Re: Dividend problem I also read the newsletter and it appears to suggest there are still sufficient funds in the revenue reserve to pay this level of dividend for the next couple of years. I've no problem with them maintaining the divi regardless of whether the source is the revenue or capital reserve. the way other trusts, notably RIT, regularly dig into capital for dividend payments - it's more a function of the type of investments they hold. Finally PAT, or more precisely Sebastian Lyons at Troy, have taken a very strong position re future market movements and their reward for success, or punishment for failure, will be vastly in excess of any small movements from capital to revenue.
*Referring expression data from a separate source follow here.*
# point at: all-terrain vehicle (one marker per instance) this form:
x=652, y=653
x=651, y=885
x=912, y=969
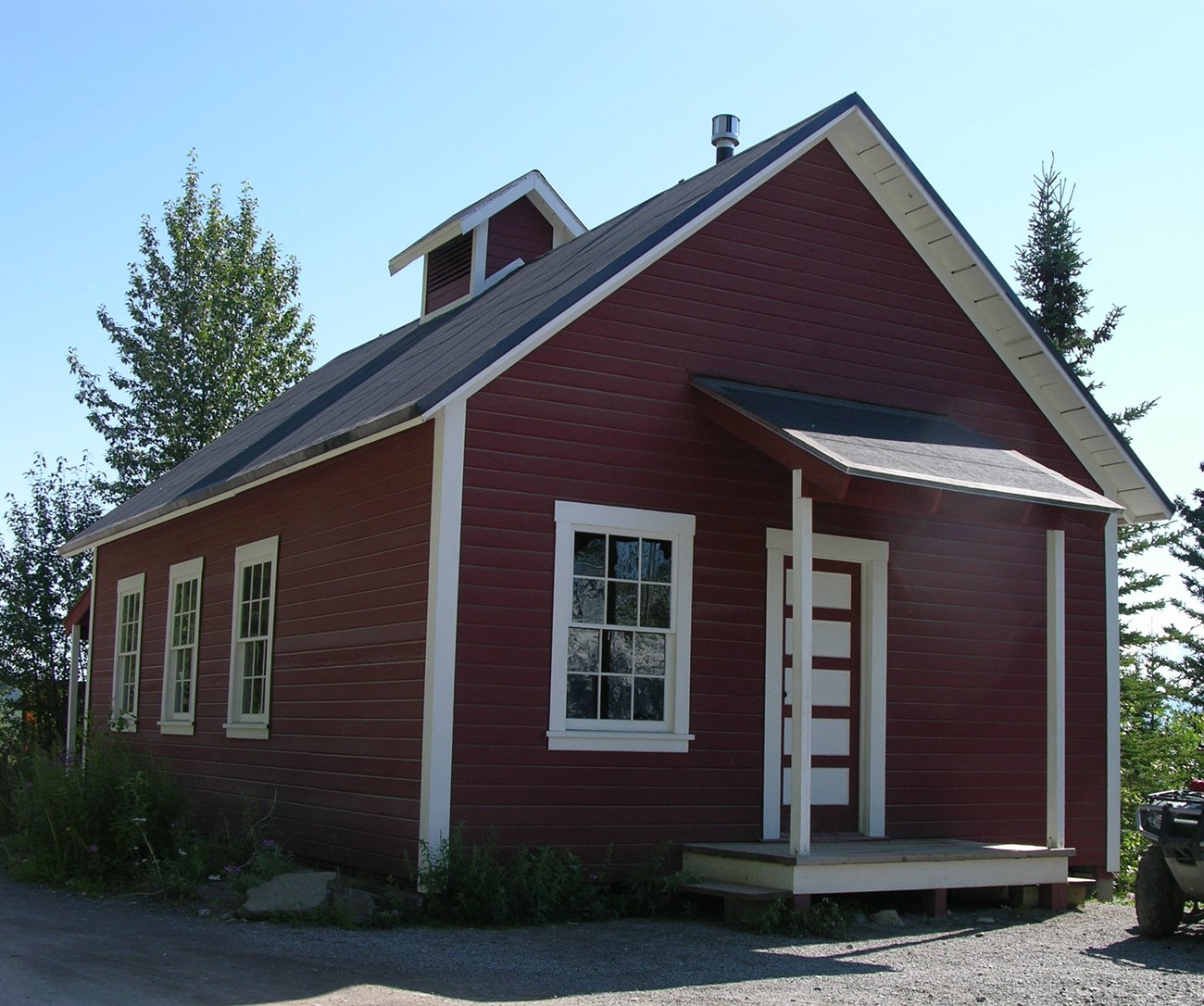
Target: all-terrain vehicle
x=1171, y=874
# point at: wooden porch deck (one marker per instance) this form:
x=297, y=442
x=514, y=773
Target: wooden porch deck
x=866, y=865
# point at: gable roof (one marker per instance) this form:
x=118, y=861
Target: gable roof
x=405, y=376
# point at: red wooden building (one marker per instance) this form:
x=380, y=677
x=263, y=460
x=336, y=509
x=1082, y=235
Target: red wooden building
x=536, y=560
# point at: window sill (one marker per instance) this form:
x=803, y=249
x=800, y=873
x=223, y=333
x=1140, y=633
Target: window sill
x=618, y=740
x=247, y=732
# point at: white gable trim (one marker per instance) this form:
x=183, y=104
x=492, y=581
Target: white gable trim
x=565, y=223
x=972, y=282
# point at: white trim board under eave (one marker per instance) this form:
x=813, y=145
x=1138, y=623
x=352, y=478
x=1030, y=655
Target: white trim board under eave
x=598, y=294
x=253, y=484
x=973, y=285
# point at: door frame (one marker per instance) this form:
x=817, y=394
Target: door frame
x=873, y=557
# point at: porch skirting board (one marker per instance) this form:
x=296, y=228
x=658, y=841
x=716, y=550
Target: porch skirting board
x=878, y=865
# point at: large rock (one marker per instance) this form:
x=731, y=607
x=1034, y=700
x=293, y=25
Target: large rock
x=289, y=893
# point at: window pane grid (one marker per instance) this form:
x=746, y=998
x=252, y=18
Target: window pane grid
x=182, y=648
x=129, y=629
x=252, y=640
x=619, y=629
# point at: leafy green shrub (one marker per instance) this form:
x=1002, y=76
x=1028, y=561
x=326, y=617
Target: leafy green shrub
x=823, y=918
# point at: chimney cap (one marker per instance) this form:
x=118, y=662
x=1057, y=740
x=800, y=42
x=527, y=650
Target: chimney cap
x=725, y=136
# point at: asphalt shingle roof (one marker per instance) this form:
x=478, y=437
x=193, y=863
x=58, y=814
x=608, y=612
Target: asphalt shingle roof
x=401, y=375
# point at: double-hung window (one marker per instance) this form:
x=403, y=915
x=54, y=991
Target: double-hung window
x=182, y=640
x=621, y=668
x=128, y=652
x=251, y=645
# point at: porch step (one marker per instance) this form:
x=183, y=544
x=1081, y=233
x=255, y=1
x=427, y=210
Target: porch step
x=741, y=901
x=1079, y=889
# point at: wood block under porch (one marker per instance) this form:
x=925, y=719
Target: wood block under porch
x=880, y=865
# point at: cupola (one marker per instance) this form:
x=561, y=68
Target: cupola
x=495, y=235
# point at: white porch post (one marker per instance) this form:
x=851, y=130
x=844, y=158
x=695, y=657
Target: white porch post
x=1055, y=689
x=72, y=694
x=803, y=548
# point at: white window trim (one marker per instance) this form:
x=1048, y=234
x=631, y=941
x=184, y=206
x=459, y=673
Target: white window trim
x=171, y=722
x=237, y=725
x=127, y=721
x=673, y=736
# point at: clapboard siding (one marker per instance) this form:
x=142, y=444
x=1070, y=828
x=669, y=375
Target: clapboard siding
x=342, y=765
x=519, y=232
x=803, y=285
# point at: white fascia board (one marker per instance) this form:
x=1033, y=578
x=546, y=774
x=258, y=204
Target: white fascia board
x=653, y=255
x=253, y=484
x=542, y=195
x=429, y=244
x=1000, y=337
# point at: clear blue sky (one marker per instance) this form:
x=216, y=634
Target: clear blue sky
x=362, y=124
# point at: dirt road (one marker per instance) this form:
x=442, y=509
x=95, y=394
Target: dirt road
x=56, y=949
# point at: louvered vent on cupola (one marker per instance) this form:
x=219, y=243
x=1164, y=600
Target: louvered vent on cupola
x=485, y=243
x=448, y=273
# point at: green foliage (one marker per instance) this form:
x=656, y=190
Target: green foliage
x=1160, y=738
x=1048, y=265
x=216, y=333
x=477, y=886
x=1190, y=551
x=823, y=918
x=123, y=821
x=119, y=818
x=37, y=588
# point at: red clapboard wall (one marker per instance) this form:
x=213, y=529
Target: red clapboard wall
x=805, y=284
x=342, y=765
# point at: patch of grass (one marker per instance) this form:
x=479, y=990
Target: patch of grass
x=121, y=822
x=478, y=886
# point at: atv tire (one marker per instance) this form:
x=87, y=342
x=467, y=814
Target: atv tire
x=1160, y=900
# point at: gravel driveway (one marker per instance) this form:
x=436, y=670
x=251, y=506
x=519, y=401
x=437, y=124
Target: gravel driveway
x=58, y=949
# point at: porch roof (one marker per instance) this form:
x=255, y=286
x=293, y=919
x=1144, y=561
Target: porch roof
x=891, y=445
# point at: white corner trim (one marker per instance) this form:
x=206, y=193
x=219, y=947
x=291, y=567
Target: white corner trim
x=774, y=596
x=595, y=296
x=92, y=648
x=442, y=614
x=480, y=247
x=1055, y=688
x=801, y=572
x=1112, y=644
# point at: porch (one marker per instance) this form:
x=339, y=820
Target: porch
x=879, y=865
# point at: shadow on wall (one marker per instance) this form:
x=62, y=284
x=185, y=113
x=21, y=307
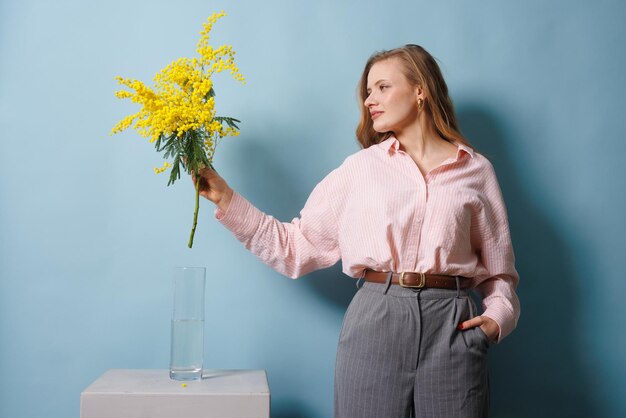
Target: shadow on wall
x=536, y=371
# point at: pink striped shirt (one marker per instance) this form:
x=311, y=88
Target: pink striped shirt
x=378, y=211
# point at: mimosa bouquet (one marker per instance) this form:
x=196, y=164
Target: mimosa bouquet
x=178, y=114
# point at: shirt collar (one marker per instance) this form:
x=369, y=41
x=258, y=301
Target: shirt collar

Dividend problem In the recent Newsletter the gloom just got gloomier. They can't afford the divi as the fund reduces equity exposure and goes even more heavily into cash proxies. The solution they conclude, is to maintain the divi by using capital (not very tax efficient) and to effectively repay this capital at some stage in the future. They feel that their investors value the divi at 1.4% ??? Call me old fashioned but this level of divi does not seem worth fighting for and better reduce it a little rather than nicking the low level of growth they forsee. My problem is I agree with many of their conclusions re prospects for the short and medium term and therefore will continue to hold - it just seems the way they are dealing with the divi problem could undermine their aim of preserving inflation adjusted capital by giving up some growth. I suspect the shareholders and board are of an older vintage and want to preserve the jam today!!
Personal Assets This is a great IT for those who want growth, but with some element of caution and international exposure thrown in.